With a collection of naked photos of her friends and eight hours a day to dedicate to painting, Geller launched her “quaranudes” project with the account @paint.and.nip to show off her painted interpretations of their bodies. “Most of my first project participants were coworkers and industry folk,” she says. “I started this project on my personal Instagram and it grew very naturally via shares from friends and friends of friends.”
She originally started the account as a creative journal, with the intention of donating half of the money she earned to COVID relief organizations. However, Geller transitioned it into a business after requests for her work started flooding in last summer. These days, she has moved past painting nude portraits of her friends to a wider customer base and hopes to eventually host in-person wine and painting classes to create a hybrid of her two passions.
Community was also a big help to Seattle-based barista Felix Trần. After he was laid off, Trần hoped to get his freelance design and illustration work off the ground with his Instagram account @softvelvetboy. He started posting his illustration on his profile, where the coffee brands and potential customers he had connected with could see it. He also designed prints and stickers to sell. “Instagram is now a marketing platform,” Trần says, “and it’s a great way to interact with your community safely during a pandemic.” His strategy worked: He was hired as the in-house graphic designer and social media manager for a large Seattle coffee brand.
Months into 2021, there’s finally a hint of light at the end of the pandemic tunnel. States are lifting restrictions and rolling out vaccines, and restaurants are reopening dining rooms and calling for furloughed or laid-off workers to return to work. But unlike Trần, many former hospitality workers who have built up their Instagram shops aren’t jumping at the prospect of returning to the industry.
Geller sees a future in combining her wine and painting expertise. Santos plans to keep collecting as long as he can and eventually hopes to open his own brick-and-mortar furniture shop.

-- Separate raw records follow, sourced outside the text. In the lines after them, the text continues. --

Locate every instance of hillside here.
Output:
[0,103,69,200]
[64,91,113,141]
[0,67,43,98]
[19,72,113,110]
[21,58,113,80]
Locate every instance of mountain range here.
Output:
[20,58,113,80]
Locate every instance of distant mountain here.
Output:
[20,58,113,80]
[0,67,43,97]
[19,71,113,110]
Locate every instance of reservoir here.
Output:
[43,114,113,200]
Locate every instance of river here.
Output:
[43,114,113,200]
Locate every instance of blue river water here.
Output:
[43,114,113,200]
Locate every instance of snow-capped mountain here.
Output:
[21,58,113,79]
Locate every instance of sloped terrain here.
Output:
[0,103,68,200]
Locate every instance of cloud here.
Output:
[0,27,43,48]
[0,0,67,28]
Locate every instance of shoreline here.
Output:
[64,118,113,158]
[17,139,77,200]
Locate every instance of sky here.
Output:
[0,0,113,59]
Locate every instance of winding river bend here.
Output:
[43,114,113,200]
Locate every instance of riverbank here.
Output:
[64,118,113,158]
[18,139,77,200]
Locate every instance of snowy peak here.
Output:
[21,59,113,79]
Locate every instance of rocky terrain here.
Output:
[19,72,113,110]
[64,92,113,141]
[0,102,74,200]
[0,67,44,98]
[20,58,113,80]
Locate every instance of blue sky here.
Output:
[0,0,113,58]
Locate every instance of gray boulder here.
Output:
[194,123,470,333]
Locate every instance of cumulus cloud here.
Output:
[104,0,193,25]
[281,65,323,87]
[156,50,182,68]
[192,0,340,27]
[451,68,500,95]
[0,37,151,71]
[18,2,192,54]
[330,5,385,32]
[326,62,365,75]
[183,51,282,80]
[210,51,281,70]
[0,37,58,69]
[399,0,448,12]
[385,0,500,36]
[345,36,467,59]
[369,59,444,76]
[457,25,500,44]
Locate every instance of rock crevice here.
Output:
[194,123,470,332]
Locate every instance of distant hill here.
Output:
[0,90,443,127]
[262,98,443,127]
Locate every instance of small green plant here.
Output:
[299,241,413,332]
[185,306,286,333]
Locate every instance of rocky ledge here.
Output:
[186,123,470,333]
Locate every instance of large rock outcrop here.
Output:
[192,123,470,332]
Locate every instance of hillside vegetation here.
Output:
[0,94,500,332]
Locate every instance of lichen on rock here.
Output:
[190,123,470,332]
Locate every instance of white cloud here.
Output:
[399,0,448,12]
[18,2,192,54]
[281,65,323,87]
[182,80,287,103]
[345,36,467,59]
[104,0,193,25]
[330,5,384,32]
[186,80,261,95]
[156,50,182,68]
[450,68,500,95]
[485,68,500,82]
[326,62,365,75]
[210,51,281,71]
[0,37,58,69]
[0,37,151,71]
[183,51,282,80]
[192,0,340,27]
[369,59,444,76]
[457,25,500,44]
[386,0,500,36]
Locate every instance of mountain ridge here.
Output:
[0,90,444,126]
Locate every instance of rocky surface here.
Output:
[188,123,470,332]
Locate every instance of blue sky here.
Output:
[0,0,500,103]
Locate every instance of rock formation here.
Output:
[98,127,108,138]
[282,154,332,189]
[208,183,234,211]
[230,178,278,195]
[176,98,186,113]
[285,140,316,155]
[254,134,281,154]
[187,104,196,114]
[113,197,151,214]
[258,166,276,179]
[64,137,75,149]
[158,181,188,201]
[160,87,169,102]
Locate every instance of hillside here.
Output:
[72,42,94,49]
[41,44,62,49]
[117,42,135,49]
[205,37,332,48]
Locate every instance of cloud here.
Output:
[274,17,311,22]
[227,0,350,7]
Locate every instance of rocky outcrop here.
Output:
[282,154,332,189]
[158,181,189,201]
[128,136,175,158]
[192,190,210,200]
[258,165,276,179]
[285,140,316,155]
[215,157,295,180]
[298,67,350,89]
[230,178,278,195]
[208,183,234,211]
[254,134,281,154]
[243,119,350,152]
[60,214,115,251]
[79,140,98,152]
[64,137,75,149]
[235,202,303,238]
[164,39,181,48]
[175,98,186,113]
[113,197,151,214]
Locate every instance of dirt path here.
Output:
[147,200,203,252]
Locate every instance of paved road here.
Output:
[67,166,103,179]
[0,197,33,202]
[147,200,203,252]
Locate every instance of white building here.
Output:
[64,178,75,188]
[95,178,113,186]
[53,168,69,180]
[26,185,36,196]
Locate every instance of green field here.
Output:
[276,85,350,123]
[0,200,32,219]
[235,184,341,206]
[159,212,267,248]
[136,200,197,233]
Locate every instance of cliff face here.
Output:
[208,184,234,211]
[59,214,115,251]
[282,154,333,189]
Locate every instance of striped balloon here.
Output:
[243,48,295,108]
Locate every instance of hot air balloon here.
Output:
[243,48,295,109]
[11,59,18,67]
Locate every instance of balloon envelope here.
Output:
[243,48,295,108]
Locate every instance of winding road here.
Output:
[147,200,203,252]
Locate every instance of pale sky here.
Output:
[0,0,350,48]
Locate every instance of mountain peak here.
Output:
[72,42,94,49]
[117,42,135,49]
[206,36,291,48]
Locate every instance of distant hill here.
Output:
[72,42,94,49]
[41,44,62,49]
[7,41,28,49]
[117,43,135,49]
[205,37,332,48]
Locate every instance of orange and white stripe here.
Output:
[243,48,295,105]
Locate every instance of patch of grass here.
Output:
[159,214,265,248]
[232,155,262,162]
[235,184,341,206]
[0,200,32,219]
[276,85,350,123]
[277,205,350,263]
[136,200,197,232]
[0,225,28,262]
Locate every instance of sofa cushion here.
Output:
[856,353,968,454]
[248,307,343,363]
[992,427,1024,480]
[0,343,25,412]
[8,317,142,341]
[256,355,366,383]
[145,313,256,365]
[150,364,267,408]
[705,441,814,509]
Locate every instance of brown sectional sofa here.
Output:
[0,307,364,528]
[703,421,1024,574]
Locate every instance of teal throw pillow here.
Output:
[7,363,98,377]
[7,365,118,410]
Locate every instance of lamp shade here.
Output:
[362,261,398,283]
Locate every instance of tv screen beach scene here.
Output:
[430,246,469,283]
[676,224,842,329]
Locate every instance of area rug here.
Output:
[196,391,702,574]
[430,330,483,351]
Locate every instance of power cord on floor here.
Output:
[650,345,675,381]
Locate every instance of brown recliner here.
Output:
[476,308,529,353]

“I’ve learned that I have worth outside of working for someone else,” says Tuttle, who is also in no hurry to go back to the service industry. “This [Instagram shop] has made me feel like I can actually create something of my own and have more control over what I will be doing for the rest of my life.”
“The hospitality industry is just not the same, and I’m still figuring out what I want to do,” she adds. “Truly wanting to make people happy — that brought me joy, but it’s more difficult and there’s more obstacles in your way now.” When asked whether her online glassware shop is her dream job, she replied, “Maybe. But also, glassware doesn’t talk, which is really difficult for me. I think combining the two is where I’m going to hit the sweet spot.” In the meantime, she’ll keep selling cordials, flutes, and tumblers on Instagram. “It’s still the same joy I get to bring to people, but in a different way.”
Jack Riewe is a designer and writer based in Seattle, covering culture, food, fashion, and design.